Hello from a not-too-far-distant beek!


----------



## BRescue (Jul 2, 2009)

Welcome aboard. I am relatively new to this site also and sort of getting the flavor of the community. What club are you associated with if any?
Richard


----------



## clintonbemrose (Oct 23, 2001)

welcome to the forum
Clint


----------



## DutchBee (Jul 14, 2009)

I have not joined a club yet. I got my first hive a couple weeks ago and am actively looking for a club as close to me as available. I look forward to getting as much knowledge as possible. I initially started researching Bee's because I wanted to better pollenate my mini orchard and pumpkin patch.

My father was a Bee Keeper for a large Orchard when he was fresh out of the Navy in his twenties. Sure wish I had all his gear I used to play with down in the basement when I was younger. 

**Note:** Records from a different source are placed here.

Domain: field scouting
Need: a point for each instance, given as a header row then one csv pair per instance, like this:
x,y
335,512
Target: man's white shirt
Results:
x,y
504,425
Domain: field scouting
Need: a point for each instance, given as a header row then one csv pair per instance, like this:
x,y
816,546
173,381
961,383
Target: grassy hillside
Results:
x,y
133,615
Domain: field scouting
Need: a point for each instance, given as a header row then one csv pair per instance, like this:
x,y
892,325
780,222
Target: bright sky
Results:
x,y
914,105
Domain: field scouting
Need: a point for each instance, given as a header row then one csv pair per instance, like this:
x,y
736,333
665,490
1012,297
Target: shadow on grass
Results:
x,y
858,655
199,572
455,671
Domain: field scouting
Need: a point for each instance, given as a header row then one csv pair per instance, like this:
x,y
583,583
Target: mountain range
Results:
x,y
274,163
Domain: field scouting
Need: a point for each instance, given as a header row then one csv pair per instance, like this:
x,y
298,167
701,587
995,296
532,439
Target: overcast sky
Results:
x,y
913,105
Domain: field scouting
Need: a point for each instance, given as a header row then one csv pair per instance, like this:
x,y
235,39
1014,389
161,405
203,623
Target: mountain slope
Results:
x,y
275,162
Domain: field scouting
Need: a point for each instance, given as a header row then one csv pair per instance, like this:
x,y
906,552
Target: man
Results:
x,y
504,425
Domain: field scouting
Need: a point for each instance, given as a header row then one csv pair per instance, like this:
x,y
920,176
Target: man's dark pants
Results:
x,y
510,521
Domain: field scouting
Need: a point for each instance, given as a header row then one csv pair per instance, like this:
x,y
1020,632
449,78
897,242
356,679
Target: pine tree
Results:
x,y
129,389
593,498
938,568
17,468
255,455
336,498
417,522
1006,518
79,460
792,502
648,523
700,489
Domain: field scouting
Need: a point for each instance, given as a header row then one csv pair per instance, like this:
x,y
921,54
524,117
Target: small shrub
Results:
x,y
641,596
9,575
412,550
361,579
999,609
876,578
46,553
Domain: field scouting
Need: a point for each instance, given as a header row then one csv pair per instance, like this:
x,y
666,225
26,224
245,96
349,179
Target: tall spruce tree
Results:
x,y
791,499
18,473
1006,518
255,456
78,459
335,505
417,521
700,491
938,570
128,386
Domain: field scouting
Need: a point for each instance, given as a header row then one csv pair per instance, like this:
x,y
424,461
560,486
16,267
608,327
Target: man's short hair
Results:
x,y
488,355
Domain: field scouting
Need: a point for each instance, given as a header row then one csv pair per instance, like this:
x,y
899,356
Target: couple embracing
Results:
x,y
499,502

As soon as I figure out how to post pictures of my hive i will. I am used to posting pictures on forums that provide the hosting as well.


----------



## Sambee (Apr 29, 2008)

Nice to meet you! Just be carefull, the girls are addictive


----------



## pkwilbur (Mar 20, 2004)

Welcome to beekeeping and the forums.

I'm just down the road. Lowell, off grand river.


----------



## DutchBee (Jul 14, 2009)

Fantastic! I was hoping I would hear from some locals.


----------



## DutchBee (Jul 14, 2009)

Thought I would add a Photo of my hive hope it works and is the right size.


----------



## clintonbemrose (Oct 23, 2001)

I'm in Mason MI just South of Lansing. My wife is from the Grand Rapids area so we go there often.
Clint


----------



## dbest (Aug 9, 2005)

I'm not far off either. We're pretty spread out but our honey house is in Sunfield. 

Dennie Best 
Best Honey Farms
Sunfield MI, Boston GA
517-712-4920
[email protected]


----------



## indypartridge (Nov 18, 2004)

DutchBee said:


> I got my first hive a couple weeks ago and am actively looking for a club as close to me as available.


Here are some links listing some Michigan clubs...
http://www.michiganbees.org/whoswho.htm

http://www.michiganbeekeepers.com/main/index.php?option=com_content&view=article&id=27&Itemid=30


----------